What is clean food? What is a healthy Earth? What are our obligations to others? What is ethical behavior?
When I started this blog, I wanted to share my garden and my thoughts, and to receive: comments, questions, challenges. I have avoided, until this morning, discussing a topic that consumes me daily: our treatment of the animals and plants that we eat.
This will not be a harangue. (I read a comment on FaceBook from someone asking, “Should I write a blog? Will people want to read my harangues?”) I hate harangues. But I chose the tag line for my blog very carefully. “Devoted to raising things well” applies to plants, animals, children, and issues.

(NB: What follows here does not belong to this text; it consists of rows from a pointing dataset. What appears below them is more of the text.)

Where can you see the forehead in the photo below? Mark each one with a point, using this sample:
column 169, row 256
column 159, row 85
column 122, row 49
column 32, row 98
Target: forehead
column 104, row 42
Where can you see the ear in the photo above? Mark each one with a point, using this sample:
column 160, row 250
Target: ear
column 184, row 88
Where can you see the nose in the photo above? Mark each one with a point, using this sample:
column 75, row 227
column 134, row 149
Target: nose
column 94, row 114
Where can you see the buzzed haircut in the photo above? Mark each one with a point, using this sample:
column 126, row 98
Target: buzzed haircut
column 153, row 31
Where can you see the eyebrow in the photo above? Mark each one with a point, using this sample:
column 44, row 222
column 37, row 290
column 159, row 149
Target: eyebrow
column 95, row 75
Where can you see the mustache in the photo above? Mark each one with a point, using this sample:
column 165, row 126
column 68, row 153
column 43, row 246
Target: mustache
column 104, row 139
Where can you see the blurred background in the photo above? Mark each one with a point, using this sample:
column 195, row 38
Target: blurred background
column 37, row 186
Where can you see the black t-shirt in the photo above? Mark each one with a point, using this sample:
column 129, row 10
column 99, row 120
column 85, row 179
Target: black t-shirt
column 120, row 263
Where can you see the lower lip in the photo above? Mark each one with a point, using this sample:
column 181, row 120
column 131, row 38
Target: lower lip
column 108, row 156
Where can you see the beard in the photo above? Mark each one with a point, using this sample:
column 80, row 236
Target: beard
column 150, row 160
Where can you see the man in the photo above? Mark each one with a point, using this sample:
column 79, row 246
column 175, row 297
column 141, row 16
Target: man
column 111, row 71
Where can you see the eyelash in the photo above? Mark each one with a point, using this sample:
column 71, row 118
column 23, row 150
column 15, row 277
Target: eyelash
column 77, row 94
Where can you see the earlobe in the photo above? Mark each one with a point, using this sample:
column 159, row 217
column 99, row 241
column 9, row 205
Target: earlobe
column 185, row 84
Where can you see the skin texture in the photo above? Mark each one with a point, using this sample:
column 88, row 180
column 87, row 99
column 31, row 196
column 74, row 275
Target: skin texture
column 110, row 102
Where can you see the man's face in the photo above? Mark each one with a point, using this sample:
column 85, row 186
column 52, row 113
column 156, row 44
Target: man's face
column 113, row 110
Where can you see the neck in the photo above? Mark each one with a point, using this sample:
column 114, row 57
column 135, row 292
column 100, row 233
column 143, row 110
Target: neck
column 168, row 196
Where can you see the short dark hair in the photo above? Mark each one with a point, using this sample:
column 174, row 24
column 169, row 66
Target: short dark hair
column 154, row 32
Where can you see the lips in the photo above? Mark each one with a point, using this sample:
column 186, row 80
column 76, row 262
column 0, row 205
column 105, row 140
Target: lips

A recent op-ed piece in the New York Times reminded me that I intended to start this discussion, even if I’m the only one talking and listening. The topic was one of food-miles, of eating locally, and of the “cost” of shipping food around the world. Locavores will tell you that it is best to eat food grown as close to your home as possible, to cut down on fuel and other shipping costs. I agree in theory, but with my eyes wide open to the facts of the actual costs associated with fuel, fair trade practices, and the consequences of other countries farming methods.
Full disclosure: I am a Locavore. By inclination, certainly, and by a certain amount of thought. But I haven’t given up coffee, salt or sugar, and I do not intend to. Let me start this private discussion of eating locally by pointing out the pleasanter sides of being a locavore:
— food is fresher, and therefore is healthier (more nutrients, delivered in a completely usable form to your body)

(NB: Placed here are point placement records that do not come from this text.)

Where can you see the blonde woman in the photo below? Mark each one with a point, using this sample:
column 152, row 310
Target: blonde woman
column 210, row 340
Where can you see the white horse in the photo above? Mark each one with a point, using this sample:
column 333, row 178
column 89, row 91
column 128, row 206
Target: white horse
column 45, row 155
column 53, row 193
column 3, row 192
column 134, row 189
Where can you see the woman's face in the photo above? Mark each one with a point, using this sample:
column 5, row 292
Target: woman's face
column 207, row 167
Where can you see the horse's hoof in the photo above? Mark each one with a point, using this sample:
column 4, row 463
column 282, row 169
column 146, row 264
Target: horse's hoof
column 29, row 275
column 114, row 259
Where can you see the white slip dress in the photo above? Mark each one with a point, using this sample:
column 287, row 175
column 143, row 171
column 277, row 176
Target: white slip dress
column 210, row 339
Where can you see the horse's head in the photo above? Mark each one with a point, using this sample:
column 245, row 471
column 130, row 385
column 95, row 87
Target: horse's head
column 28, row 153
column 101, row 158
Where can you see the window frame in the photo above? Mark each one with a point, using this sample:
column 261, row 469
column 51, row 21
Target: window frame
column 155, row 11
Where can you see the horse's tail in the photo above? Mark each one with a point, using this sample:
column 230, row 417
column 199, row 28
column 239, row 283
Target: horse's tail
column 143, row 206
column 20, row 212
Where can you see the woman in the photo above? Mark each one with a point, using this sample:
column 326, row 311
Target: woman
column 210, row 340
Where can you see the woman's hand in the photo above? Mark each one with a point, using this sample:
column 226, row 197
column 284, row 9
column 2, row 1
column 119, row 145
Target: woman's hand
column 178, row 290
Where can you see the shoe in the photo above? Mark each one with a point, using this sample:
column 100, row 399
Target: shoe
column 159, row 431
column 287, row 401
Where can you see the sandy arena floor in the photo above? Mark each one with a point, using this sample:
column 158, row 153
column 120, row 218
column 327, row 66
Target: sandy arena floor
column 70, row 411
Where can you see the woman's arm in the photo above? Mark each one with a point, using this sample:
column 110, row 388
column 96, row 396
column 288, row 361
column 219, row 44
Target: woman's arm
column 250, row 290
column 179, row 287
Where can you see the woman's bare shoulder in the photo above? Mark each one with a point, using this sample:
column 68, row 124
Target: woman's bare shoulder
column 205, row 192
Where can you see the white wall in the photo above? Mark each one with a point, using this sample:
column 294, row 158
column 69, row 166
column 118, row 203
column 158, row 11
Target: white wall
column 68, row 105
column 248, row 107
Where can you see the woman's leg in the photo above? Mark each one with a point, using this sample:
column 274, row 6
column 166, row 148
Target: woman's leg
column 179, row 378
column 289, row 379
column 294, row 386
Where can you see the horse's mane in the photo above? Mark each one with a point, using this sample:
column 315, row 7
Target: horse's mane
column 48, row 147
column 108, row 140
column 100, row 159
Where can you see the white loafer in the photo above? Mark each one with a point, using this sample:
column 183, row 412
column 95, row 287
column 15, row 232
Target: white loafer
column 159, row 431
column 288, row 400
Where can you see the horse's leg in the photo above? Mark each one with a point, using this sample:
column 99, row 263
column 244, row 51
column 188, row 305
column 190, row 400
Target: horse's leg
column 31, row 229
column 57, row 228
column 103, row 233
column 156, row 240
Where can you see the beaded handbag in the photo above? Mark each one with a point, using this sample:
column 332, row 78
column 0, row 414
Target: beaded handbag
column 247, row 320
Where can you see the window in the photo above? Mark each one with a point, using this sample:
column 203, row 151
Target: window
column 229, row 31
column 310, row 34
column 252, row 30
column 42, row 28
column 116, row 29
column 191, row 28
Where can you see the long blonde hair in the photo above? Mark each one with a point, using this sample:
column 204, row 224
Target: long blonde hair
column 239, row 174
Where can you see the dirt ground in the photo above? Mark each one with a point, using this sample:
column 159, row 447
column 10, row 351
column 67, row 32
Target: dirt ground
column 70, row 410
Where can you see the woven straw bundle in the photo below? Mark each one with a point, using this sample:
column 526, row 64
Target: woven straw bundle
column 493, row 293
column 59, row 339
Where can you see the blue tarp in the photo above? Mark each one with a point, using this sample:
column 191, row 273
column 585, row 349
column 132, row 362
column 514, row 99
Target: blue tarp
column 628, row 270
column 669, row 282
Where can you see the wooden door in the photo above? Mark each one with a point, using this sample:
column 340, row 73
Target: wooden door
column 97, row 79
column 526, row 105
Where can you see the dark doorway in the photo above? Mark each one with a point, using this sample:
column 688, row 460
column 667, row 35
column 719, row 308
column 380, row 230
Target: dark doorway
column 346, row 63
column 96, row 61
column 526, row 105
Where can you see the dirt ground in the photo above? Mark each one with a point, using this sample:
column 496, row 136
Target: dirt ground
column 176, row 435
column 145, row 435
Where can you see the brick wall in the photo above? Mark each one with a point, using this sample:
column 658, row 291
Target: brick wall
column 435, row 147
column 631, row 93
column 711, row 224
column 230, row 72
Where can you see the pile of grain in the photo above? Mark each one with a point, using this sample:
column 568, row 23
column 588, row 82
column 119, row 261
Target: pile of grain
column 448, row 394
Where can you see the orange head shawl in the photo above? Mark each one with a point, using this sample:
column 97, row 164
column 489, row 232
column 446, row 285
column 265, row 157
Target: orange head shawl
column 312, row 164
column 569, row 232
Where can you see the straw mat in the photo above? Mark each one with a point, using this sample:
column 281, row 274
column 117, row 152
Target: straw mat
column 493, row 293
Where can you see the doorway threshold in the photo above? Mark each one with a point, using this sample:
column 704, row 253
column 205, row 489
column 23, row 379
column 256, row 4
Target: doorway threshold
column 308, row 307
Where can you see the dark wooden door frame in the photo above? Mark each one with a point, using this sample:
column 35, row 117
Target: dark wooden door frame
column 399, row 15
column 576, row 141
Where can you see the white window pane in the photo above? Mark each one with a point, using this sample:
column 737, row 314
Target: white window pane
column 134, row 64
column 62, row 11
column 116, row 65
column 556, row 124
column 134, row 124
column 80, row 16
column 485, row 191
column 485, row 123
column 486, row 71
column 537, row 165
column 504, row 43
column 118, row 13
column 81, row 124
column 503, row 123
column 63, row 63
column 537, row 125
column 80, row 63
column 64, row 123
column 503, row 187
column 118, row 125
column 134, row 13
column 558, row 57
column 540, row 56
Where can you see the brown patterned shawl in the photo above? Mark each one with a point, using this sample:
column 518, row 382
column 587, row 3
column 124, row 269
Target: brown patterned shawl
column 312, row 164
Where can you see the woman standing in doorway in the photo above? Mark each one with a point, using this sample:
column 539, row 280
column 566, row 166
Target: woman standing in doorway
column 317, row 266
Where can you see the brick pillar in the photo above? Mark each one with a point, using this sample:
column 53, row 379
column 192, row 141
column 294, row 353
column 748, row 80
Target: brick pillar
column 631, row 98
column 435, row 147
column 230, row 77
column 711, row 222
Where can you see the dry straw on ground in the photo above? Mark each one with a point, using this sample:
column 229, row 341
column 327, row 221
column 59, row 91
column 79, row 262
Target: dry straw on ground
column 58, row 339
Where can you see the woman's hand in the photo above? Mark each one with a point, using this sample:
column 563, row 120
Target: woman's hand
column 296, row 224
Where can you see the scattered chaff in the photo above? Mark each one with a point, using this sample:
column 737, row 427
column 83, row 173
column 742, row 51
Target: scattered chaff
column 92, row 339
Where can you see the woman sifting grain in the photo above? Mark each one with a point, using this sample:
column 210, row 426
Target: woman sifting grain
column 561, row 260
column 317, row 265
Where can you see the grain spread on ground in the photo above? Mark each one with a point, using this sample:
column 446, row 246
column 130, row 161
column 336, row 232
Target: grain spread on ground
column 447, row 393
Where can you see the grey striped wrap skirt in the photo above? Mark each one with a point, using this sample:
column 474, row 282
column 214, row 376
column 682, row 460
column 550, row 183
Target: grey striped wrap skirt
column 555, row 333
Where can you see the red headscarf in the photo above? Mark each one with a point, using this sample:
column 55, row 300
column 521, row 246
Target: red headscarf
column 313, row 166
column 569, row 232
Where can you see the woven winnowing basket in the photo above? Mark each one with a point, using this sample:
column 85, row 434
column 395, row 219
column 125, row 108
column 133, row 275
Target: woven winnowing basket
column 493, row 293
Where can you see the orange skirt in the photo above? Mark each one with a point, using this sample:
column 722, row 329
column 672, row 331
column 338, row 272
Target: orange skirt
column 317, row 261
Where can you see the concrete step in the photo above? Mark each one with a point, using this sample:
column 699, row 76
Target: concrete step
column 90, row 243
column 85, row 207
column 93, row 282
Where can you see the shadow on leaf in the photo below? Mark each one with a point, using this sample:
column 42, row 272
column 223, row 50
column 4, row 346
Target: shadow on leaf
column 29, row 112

— food lasts longer in your refrigerator (that’s my first definition of “sustainability”)
— food tastes better
— shopping is a lot more fun (although it is less convenient, and more discussion on that later)
— you support your local economy (something very much on my mind these days)
— you know the ‘face’ of your food, because you get to know the farmer
The recent concern about salmonella in chicken eggs is another call to action — even if our action is only to talk. Great things come from great discussions. Let it continue here!
WORDS FROM OTHERS
“Don’t you find it odd that people will put more work into choosing their mechanic or house contractor than they will into choosing the person who grows their food?”
— Joel Salatin, farmer, author, as quoted by Michael Pollan in “The Omnivore’s Dilemma”
i was just discussing this issue with my son, the logical economist, a few days ago. He has been reading arguments against the locavore idea, based on it not really saving energy and not being a realistic way to provide enough food for all. I countered with arguments that included those you list above. I didn’t bring up my (potentially slightly paranoid) wonderings about why someone would go to the trouble of arguing against local food.
And on a walk with a friend a week or so ago, we discussed the idea of raising a lot of our own food and how very far from that we are. We agreed that in Montana, we’d be eating a lot of kale.
Thanks for opening the conversation – I’m listening:)
I’m reading this with a big smile on my face for several reasons. First, that someone logical is raising legitimate questions, and second, that his wiser mother is pointing out the obvious facts that he’s missing. (!) I think eating clean food is logical, and of course the big challenge is how to achieve that in such a large nation, where most people don’t farm any more. A big threat to any new logical idea is that it is usurped by the dreamers, who don’t think it through, and then are dismissed by the thinkers, who often don’t think it through either, but they sound smarter, so people listen to them instead.
I was also smiling about your comment about eating a lot of kale in Montana. I get that. I’d recommend reading Eliot Coleman’s “The Four-Season Garden.” This guy started out as a tool consultant, basically studying farming tools used in Europe for centuries, and figuring out how to make them better for American farmers. He farms in Maine — a pretty challenging gardening zone, and he eats fresh all year long. True, it takes effort, and the gardener doesn’t get a season off, to sit inside in a chair reading seed catalogs, but it’s a very compelling idea to me. He describes all types of systems, including cold frames, hoops, etc., but the main thrust is planting varieties that come to maturity before the frost hits, and then remain on “pause” for the winter, allowing you to harvest through the most frigid months. Check out claytonia, mizuna, and mache, among others.
As for your slightly paranoid thoughts, I share those, and remind myself often that just because I’m paranoid doesn’t mean people aren’t actually out to get me. The government subsidizes the big guys, the ones practicing monoculture (madness) and raising animals that are sick and broken by the time they are “harvested” for us to eat. The small businessman, the local farmer, is shut out economically. We all have sound reasons to be paranoid. I am so happy every time I see a rational piece of writing, pointing out the value of eating clean food, and am optimistic that the thinkers and the dreamers will get it together.
And try Lacinato kale. It’s as pretty as it is delicious!